In order to remove the obturator without spilling urine, the scope may be placed gently against the back wall of the bladder while switching the obturator for a lens, although the surgeon must be careful to avoid causing irritation that could mimic CIS. Note that the trigone is the most sensitive part of the bladder, so placing the scope against the back wall instead of the trigone is requisite.

Once the 70° lens is in place, the bladder may be swept similarly by angling the surgeon's end of the scope away from the side of interest. In doing so, the scope (eyepiece) essentially ends up creating a conical motion, with the tip or pivot point being the urethra. The 30° degree lens is then able to visualize the entire bladder with effort, but the 70° degree lens can easily visualize the entire bladder unless the bladder is overfilled.

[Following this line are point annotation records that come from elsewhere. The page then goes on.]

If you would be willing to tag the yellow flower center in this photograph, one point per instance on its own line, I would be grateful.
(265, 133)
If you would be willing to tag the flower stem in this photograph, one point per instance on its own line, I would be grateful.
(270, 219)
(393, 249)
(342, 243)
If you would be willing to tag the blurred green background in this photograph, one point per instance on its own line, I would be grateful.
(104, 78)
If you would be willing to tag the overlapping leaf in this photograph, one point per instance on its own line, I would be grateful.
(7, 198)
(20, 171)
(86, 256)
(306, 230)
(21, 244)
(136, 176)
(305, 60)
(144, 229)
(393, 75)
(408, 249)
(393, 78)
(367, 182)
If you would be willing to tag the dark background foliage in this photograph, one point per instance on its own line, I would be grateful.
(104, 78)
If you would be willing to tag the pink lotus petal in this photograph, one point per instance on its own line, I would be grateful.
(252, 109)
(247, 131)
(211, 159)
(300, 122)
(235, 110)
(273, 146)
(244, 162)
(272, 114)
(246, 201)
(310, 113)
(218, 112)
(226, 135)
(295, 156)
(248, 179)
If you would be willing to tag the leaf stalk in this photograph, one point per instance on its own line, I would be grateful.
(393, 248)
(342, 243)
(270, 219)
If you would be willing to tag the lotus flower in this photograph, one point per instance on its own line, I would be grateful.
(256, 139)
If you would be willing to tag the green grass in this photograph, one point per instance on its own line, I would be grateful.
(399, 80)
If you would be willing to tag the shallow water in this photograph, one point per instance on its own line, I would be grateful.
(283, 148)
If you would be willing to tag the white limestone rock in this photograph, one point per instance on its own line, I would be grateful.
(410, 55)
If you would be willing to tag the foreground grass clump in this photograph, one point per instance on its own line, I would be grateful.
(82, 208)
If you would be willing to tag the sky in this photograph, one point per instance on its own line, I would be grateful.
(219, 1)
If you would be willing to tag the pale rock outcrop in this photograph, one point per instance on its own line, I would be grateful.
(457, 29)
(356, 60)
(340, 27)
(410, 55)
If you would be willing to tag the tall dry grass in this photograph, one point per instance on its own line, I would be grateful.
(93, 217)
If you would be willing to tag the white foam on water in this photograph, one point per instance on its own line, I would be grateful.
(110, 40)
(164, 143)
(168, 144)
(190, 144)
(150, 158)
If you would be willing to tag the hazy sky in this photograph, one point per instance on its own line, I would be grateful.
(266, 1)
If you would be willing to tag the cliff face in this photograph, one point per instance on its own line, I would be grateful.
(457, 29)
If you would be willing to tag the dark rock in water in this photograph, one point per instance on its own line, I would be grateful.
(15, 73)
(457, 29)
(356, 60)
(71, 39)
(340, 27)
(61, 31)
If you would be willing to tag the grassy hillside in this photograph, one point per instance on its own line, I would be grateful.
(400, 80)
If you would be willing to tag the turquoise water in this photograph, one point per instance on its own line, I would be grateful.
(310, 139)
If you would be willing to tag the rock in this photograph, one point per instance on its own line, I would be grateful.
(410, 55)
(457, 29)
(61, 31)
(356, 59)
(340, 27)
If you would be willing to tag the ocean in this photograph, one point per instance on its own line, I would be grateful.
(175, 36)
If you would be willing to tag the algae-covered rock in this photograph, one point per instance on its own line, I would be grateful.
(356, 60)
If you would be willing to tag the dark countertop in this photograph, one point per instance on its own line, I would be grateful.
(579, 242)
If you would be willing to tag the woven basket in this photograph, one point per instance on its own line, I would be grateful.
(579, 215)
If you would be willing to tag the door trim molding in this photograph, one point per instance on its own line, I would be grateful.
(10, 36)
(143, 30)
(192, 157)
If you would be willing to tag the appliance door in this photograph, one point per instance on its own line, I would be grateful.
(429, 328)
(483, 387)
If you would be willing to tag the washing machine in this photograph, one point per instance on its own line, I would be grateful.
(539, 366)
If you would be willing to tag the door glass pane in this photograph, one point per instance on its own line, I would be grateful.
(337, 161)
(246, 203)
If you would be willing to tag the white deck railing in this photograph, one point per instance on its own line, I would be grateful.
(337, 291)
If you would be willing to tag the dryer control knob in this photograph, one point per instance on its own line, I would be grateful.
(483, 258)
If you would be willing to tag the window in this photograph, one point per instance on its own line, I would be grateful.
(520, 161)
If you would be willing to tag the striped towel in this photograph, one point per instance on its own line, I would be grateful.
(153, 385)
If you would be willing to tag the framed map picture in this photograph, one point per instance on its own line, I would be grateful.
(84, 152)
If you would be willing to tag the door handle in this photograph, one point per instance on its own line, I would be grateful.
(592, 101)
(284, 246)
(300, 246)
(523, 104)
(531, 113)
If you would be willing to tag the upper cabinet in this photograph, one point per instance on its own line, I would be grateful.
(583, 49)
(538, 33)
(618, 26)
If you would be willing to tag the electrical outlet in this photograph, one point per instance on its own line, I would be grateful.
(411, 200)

Use of a video camera system is helpful for education of both residents and patients and allows documentation of findings. Monitoring is not usually required for patients undergoing office-based cystourethroscopy. Some urologists also believe their diagnostic accuracy is improved with the magnification and optics of the camera system.

Digital chip endoscopy may be performed as easily in women as it is in men. See Cystoscopy techniques for men for a description.

Postoperative Details

Patients may prefer to redress themselves prior to discussing the findings or allowing family members to enter the examination room.

Follow-up

Patients must understand that minor hematuria or dysuria is normal and expected following instrumentation. Irritative symptoms may be treated with phenazopyridine. Less commonly, anticholinergic agents may help relieve detrusor contractions.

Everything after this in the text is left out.